What waited me was trade. A year’s worth of Abram’s and my side work. Special things we’d found time to make in between all the everyday work Surecreek needed. Delicate carvings of critters and flowers. Shiny boxes with clever latches. Little men that climbed toy trees, and little women that leaned out from the windows of toy houses. Useful things. Playful things. Beautiful things.
Given the mindful touch of Abram’s work, and my own work, which wasn’t so rough besides, we could expect to make good trades for Surecreek. Maybe white sugar from the Alters’ marshy Southland. Maybe special stone, real soft or hard, from the central quarries.

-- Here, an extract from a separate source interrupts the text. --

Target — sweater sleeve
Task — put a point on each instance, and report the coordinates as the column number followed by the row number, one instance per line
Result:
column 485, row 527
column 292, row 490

Maybe even a thing or two of metal.
My apprenticing had come along well. Abram said he might declare me a worthy woodsmith before I was twenty-one. I’m not speaking high of myself. That’s just a true fact. So for the first time in my eight years as apprentice, Abram agreed to take me along for his annual midsummer’s trade.
After running up ahead of the others, I didn’t stay in that tree grinning to myself real long. I’d offered to scout, and scout I did. But when I found nothing more frightful than an ornery squirrel or two, I turned back and met up with Abram and Zeekl, just a little farther along than when I’d left them.
It had taken us a long while to get on the road that morning. We had to convince Zeekl to leave Aimis behind, and Aimis needed convincing, too, and the Elders needed consulting, and between all that cluck and jabber we started later than we ought. I suppose we were only two-thirds of the way to Market when night came on. “Getting dark soon,” Zeekl said. “Time for making camp.”
So we did. By the time night fell, we had a happy little fire crackling in a clearing some ways off the South Market Road. As the night went dark, the sky’s stories seemed even brighter than in Surecreek. The stars showed me Gebohra Muerta and her sack of poison gifts. The fallen People of
the World That Was. And though she don’t smile on us in summer, I knew Grandmother Root’s stars were below the trees someplace. It was all there in the sky, a story for anybody who cared to look, reminding us of what had happened so very long ago.
Partway through dinner, I realized Zeekl was twisted up, muttering to hisself as he chewed, and it didn’t take me long to figure why. When runners need to camp overnight, as often they do, they share the night in watches, trading places once or twice depending on the season. Yet here we were, with no other watcher to help us. So no doubt he was worrying out how he could stay awake all night and still be awake enough in the morning to pull the cart and watch over us.
So I said, “Zeekl? Wonder if you’d do me a favor.”
“What’s that?” he asked, sounding in no mood to do nobody no favors.
“Well, I must’ve slept too good last night.”
“Slept too good?” he asked, cocking his head. “How’s that?”
“Well, just too good, you know? Deep as night. I got too much rest. You’ve done that, too, sometimes, haven’t you, Woodsmith Abram?”
Abram looked at me real slow, then he seemed to think on it, and he nodded.
“So here I am, awake and not about to drop off no time soon. Don’t guess I could sleep for love or kindness. What I need now in a real bad way is to stay awake, yet I know it’s time for bed. So I’m wondering, do you mind very much if I stay up and watch a while? I hate to put you out this way, but if you don’t mind sleeping, I’ll wake you when my eyes start to droop. It’d be a real kindness if you do that for me, Runner Zeekl.”